Andrej Karpathy envisions a computing paradigm where neural networks become the host operating system, relegating CPUs to deterministic co-processors. Speaking on Sequoia Capital's YouTube channel, he argued that most classical software is a historical artifact of the 'calculator path' computers took in the 1950s.
Key facts
- Karpathy spoke on Sequoia Capital's YouTube channel.
- He describes current AI as 'running virtualized' on classical hardware.
- Classical computing is called the 'calculator path' from the 1950s.
- Future UIs would be generated by diffusion, not built by product teams.
- No major hardware vendor has announced a neural-first architecture yet.
Andrej Karpathy, in a recent interview on Sequoia Capital's YouTube channel, laid out a vision where the traditional hierarchy of computing inverts. Instead of a CPU running an operating system that hosts applications — with AI bolted on as a tool or API — Karpathy imagines the neural network itself becoming the primary runtime.
"You could basically imagine, completely neural computers in a certain sense," Karpathy said. "Imagine a device that takes raw videos or audio into basically what is a neural net, and uses diffusion to render a UI that is unique for that moment."

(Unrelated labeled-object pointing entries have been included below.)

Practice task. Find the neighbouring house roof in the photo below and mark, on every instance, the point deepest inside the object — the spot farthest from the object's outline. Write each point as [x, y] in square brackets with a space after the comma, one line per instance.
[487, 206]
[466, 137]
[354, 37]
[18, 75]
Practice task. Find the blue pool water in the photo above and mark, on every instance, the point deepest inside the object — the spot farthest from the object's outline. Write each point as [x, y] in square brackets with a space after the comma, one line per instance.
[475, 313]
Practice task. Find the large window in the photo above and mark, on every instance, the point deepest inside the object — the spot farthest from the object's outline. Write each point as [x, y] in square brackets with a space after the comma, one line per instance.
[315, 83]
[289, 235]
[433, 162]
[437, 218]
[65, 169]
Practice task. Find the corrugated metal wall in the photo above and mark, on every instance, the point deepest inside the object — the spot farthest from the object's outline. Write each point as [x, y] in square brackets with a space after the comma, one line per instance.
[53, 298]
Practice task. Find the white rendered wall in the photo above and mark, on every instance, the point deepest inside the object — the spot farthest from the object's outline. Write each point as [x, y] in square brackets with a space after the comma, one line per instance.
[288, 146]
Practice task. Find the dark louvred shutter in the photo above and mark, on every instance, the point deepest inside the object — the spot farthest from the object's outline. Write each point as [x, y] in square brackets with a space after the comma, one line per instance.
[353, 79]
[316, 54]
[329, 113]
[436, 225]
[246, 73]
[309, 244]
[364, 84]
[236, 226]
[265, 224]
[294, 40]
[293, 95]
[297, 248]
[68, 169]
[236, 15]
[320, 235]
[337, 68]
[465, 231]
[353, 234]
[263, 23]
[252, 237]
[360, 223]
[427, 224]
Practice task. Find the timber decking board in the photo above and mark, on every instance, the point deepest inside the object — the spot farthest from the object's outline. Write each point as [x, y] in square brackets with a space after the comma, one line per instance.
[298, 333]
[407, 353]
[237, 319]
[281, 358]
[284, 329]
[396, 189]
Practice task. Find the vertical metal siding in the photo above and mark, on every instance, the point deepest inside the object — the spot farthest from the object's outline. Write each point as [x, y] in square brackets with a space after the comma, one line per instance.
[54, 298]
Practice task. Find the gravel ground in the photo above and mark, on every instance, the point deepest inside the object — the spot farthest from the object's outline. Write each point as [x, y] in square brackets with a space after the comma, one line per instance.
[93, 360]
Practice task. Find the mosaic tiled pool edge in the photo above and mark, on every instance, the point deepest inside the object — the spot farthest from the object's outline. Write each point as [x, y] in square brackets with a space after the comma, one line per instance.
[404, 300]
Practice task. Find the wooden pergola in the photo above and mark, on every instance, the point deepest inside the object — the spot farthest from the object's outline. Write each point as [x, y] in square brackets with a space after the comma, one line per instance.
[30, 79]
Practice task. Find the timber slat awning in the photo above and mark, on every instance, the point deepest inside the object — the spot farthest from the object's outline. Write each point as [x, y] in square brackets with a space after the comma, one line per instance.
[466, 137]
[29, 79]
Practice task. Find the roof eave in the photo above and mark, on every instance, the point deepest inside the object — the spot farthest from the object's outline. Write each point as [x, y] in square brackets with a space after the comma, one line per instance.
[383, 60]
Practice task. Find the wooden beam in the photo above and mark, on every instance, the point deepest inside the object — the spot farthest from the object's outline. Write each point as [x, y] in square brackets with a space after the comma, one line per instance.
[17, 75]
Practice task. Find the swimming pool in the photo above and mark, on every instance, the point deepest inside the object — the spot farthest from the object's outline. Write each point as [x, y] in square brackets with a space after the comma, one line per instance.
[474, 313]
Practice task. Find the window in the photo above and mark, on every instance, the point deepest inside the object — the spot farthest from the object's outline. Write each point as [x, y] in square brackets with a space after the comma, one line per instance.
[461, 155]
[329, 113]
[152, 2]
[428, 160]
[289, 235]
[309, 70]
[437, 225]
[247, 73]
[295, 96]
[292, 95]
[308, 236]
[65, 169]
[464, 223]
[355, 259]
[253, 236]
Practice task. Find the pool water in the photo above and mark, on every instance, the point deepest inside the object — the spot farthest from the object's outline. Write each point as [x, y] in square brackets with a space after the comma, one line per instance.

This is not a prediction about faster app development. It is a structural claim about the nature of computation. Karpathy traced the current paradigm to a historical fork: "In the 50s and 60s, it was not really obvious which way it would go. Of course, we went down the calculator path and ended up building classical computing."
The implication is that most software today — every app, every interface, every deterministic API call — is an artifact of a world where computers could not reason. Once a sufficiently capable neural network becomes the host process, the need for pre-built interfaces and explicit instruction sequences collapses.
[According to @rohanpaul_ai], who summarized the interview, Karpathy's point is "not simply that AI will help us build apps faster; it is that many apps may be artifacts of a world where computers needed every intermediate step spelled out."
Karpathy's vision aligns with emerging product directions from companies like OpenAI (GPT-4o's real-time vision and voice) and Google (Project Astra), both of which demonstrate systems that ingest raw sensor data and produce contextual responses without a rigid app shell. However, no major hardware vendor has publicly committed to a neural-first architecture.
The key tension: today's AI models run virtualized on classical hardware. Karpathy acknowledges this, calling it "neural nets currently running virtualized on existing computers." The transition to neural-as-host would require either new chip architectures (like Groq's LPUs or Tenstorrent's RISC-V-based designs) or a software abstraction layer that makes existing hardware behave like a neural co-processor.
Where the deterministic tail remains

Karpathy is not arguing for the complete elimination of classical code. He positions conventional software as a "small deterministic accessory for tasks where exactness still matters." This is a nuanced position: arithmetic, cryptographic verification, memory safety, and low-level drivers will likely remain in the classical domain. But the user-facing logic — the app itself — becomes ephemeral, generated by the neural host on demand.
What to watch
Watch for any major hardware vendor (Nvidia, AMD, Intel, or a startup like Groq) to announce a chip designed specifically for running neural networks as a host OS rather than as an accelerator. Also track whether OpenAI or Google ships a product that eliminates traditional app shells entirely.